We were feeling pretty good about this approach as several friends who are native French speakers have been involved in the project for some time and were eager to help. Problem solved.

Or not!

Our focus on completing the version in our language caused us to overlook some of the obvious problems that lay ahead. For example, an important moment in the story is when in 1950 two fellows from New York City showed up in tiny Morganville, Kansas to create a radio program. The result was broadcast across the country just two days before Christmas and was titled "A Prairie Noel." A literal translation of the title produces something equivalent to "A Meadow Christmas." But in the United States, the prairie being referenced is not just any meadow, but refers specifically to the great inland area that stretches from the Mississippi River to the Rocky Mountains.

Another problem occurred with a reference to the book "The Wizard of Oz." The word "sorcier" - sorcerer - or "enchanteur" - someone who enchants others - would be a reasonable choice for wizard. But author Frank Baum's story about Dorothy from a farm in Kansas was also published in France, and many people there are familiar with the book and movie as "Le Magicien d’Oz" - The Magician of Oz. To choose one of the other words, despite being literally correct, would create a title the average French person would not recognize.

Most people in France are used to buying their gasoline by the liter and measuring distances in kilometers. Telling them it was a warm August evening where the temperature approached 90 degrees F might mean little. But when you say it was almost 32 degrees C, they know they would appreciate cold drinks.

We should have been more prepared for this problem than we were because of an earlier situation we had encountered. One of the two fellows from New York who produced "A Prairie Noel" created a short version of the story in 1955 for a book he wrote. He intended it to be an easy and sort of "folksy" read, so it was rife with expressions that were readily understood at the time, but now have been largely lost to the average American of today. The article was approximately 8,000 words in length and required 137 instances of further explanation to ensure a modern reader would understand the text - one for approximately every 60 words in his manuscript!

Some examples:

- A structure was mentioned as being constructed by the NYA. How many people now would be familiar with the National Youth Administration - a part of President Franklin Roosevelt's New Deal programs to give young people jobs. We weren't and had to look it up!

- One of the people in the story was quoted as saying that almost every one "tries to warm his hands at our little fires." This meant that they liked what happened and some even tried to duplicate what was done.

- The "League of Nations" was mentioned, but few people today are likely to know it was the predecessor to the United Nations.

- "crossing the palm" of a young woman was mentioned. This was a once-common expression meaning she had been given money.

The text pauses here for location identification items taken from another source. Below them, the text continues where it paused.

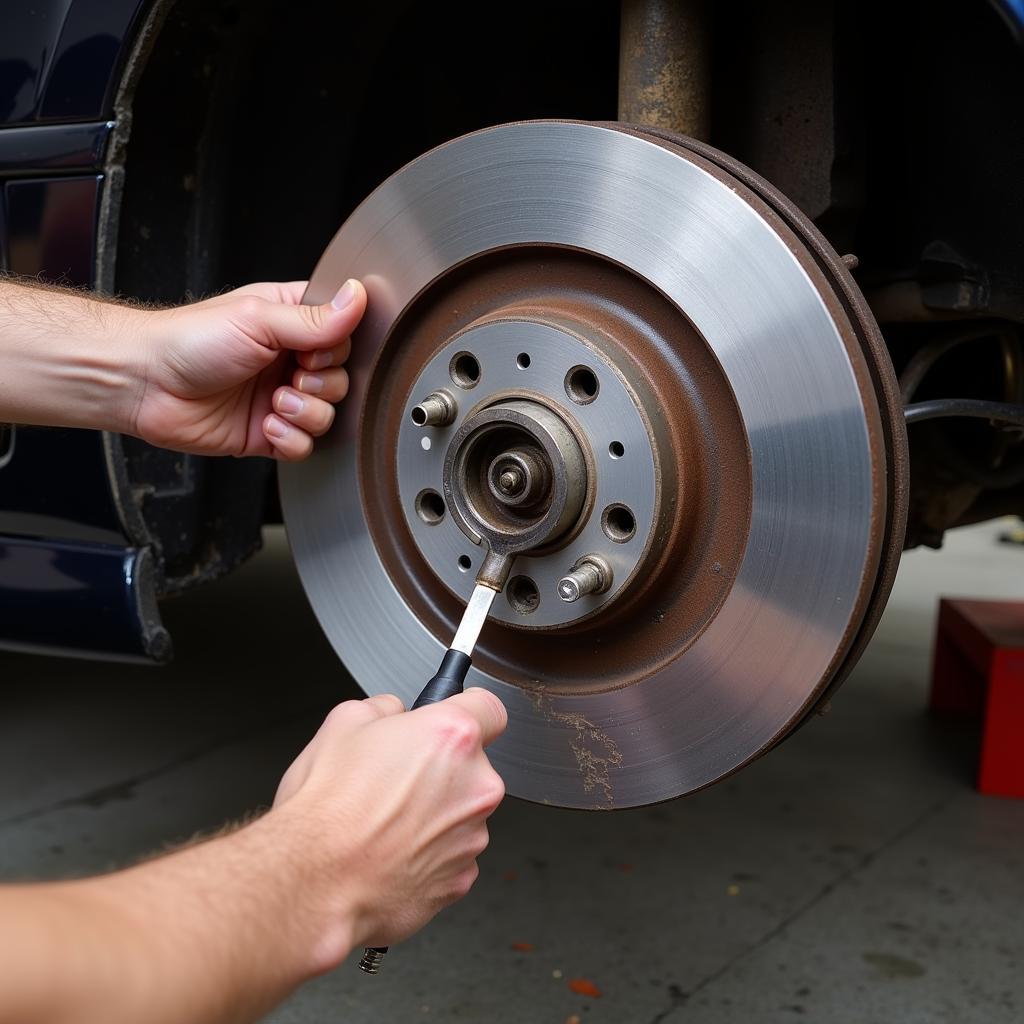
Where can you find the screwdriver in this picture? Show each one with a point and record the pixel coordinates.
(449, 680)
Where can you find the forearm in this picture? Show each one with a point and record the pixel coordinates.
(69, 359)
(219, 932)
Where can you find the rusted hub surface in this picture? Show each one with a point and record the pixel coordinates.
(685, 483)
(712, 621)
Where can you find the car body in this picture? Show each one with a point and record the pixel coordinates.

While these are examples that jumped out at us as needing explanations, others were familiar to us, but may be unknown to younger generations. Examples include:

- Ringling Brothers - Once considered among the greatest of the country’s many circuses, it shut down a few years ago.

- Iron Curtain - This imaginary line stretched across Europe, separating what was called the Western World and the Soviet Bloc of nations to the east.

- Towhead - A once-common expression that meant someone who had blond hair. Carrot top, although not included in this story, was a common term referring to a person with red hair, but today has virtually been replaced by the term "ginger," fostered by the popularity of the "Harry Potter" movies and the franchise’s red-headed Weasley family members.

In 1948, a French newspaper man encountered a different sort of "translation" problem related to one of the principal characters in our story. Charles Todd, who was representing Morganville in their adopted French village of Feves, was asked by a local newspaper reporter if he would accept his name being written as Thotte. "Tod" is the German word for death and the Totenkopf - death's head - soldiers were known for being particularly brutal. The reporter felt that it might be best to not risk such an association with Morganville's efforts to help the war-damaged French village. Todd agreed.

So while our original plan seemed that this translation process would be relatively simple, perhaps almost mechanical, the reality has been that it is anything but. Whether based on differences in languages, colloquialisms that are no longer used, or events that change world history, there is an abundance of pitfalls.

In fact, what would be easy, if we didn't have help from our French friends, would be to turn our serious and somewhat touching story into a comedy that would produce a gaffe a minute!


The image on the left is of the cover from the Barnes and Noble website of the English version of The "Wizard of Oz," while that on the right is from the Amazon website of the French version of the story.